Bu öyküler, düşle gerçeğin çatışması, kişilerin birbirine karşıt iki ayrı dünyada yaşaması ve birbiriyle çekişen iki kişiliğin bulunması gibi ortak özellikler çevresinde gelişirler. Tanpınar‘ı dış dünyadan çok iç dünya, yaşanılan gerçekten çok gerçek dışı olan ilgilendirir.
O, ele aldığı insanın içindeki ikinci adamın peşindedir. Marazı, kuruntulu, görünenin ve bilinenin ardındakini araştıran, daha doğru bir deyişle gerçeği değiştiren, zamanın ve mekânın bilinen boyutları dışına çıkarak düşsel görünümler yaratan, insanın gerçek dünyadaki yaşamasını yöneten, onu huzursuz kılan bir ikinci adamın.
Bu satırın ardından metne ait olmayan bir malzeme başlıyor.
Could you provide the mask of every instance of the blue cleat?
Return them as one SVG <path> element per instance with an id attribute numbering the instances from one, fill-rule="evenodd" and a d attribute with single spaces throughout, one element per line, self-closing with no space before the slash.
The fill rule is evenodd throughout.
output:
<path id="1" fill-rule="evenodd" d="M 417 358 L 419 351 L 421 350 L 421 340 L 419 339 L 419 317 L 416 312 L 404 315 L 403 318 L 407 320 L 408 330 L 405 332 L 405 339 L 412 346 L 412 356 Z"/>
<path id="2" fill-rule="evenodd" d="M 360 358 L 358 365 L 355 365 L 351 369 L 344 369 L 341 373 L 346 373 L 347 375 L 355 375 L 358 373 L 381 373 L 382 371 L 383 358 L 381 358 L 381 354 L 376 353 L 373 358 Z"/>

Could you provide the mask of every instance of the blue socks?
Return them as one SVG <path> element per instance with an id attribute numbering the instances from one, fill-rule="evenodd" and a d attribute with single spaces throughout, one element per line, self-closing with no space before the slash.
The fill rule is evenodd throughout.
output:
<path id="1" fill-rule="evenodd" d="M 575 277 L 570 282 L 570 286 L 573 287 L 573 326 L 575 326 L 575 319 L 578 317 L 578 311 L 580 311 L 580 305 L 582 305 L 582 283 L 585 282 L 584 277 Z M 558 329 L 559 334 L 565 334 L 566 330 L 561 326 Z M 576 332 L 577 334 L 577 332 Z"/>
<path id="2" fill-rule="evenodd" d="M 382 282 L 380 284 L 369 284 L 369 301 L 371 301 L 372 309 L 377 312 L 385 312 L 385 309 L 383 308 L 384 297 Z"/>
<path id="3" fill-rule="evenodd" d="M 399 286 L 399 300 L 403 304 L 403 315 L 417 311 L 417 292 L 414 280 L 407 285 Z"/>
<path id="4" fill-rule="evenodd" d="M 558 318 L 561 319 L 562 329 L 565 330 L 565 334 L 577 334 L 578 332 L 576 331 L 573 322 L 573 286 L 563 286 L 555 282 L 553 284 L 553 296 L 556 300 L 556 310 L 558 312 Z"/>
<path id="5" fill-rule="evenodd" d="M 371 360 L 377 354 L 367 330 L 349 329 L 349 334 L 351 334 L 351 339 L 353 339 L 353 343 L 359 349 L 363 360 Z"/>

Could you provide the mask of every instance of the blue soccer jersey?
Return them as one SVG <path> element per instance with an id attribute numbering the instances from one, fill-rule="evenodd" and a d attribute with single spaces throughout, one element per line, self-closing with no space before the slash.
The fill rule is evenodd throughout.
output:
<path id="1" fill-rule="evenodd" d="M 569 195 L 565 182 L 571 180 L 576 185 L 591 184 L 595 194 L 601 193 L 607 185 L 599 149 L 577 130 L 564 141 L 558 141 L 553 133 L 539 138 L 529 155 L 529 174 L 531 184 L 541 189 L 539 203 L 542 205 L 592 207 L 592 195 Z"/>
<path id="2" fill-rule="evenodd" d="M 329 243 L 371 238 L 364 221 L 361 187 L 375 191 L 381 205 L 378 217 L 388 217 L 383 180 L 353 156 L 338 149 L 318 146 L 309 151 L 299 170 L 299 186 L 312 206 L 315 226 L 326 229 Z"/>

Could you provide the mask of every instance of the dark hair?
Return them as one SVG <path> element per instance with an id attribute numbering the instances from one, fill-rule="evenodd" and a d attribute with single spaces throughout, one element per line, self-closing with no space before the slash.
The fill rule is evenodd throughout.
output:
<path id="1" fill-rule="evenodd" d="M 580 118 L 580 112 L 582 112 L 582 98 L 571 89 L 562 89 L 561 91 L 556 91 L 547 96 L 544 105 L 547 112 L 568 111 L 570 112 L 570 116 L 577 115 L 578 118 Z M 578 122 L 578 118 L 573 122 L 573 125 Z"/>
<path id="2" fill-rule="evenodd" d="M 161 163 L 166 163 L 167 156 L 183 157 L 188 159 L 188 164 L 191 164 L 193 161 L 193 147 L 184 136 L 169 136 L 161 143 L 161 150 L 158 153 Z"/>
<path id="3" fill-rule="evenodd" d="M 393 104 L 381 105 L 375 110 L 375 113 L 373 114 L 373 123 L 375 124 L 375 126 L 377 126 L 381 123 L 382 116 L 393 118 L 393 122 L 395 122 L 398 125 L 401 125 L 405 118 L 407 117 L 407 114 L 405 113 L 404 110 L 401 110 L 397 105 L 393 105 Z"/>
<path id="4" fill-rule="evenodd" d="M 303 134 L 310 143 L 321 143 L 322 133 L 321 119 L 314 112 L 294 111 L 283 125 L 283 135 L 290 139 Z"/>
Böylece, bilinçaltının zamana ve mekâna bağlı olmayan karmakarışık bir görünümünü sergiler Tanpınar.
Yazarın bilinçli olarak rüya sözcüğünü seçmesi, öykülerinin, içinde yaşadığımız zamanla bağlı olmamasıyla açıklanabilir. Çünkü zamanın üç boyutu olan geçmiş, şimdi ve gelecek Ahmet Hamdi Tanpınar’da iç içedir. Denebilir ki rüya sözcüğü, Tanpınar’ın öykülerini açıklamak için kullanılabilecek tek anahtardır. Rüyada zaman ve mekân kavramı yoktur. Özlemler, doyurulmamış istekler, kısaca bilinçaltı, rüya biçiminde çıkar insanın karşısına. Masal, mitolojik öğeler, hayal ve büyü, bütün bunlar rüya kavramıyla ilgilidir.
Özetlenirse, Abdullah Efendinin Rüyaları, insanın iç dünyasına yönelmiş dikkatler ve gözlemler bütünüdür. Bir şairin, belli bir görüşe bağlı bir düşünürün, plastik özellikler taşıyan bir anlatımla ve felsefî bir tedirginlikle insana bakışı da denebilir buna.
KAYNAKÇA:
Tahir Alangu, Cumhuriyetten Sonra Hikâye ve Roman, c.3, s. 584-589, 1965; Vedat Günyol, Dile Gelseler, s. 173, 1966; Bir Gül Bu Karanlıklarda, Haz. A. Uçman-H. İnci, 2002.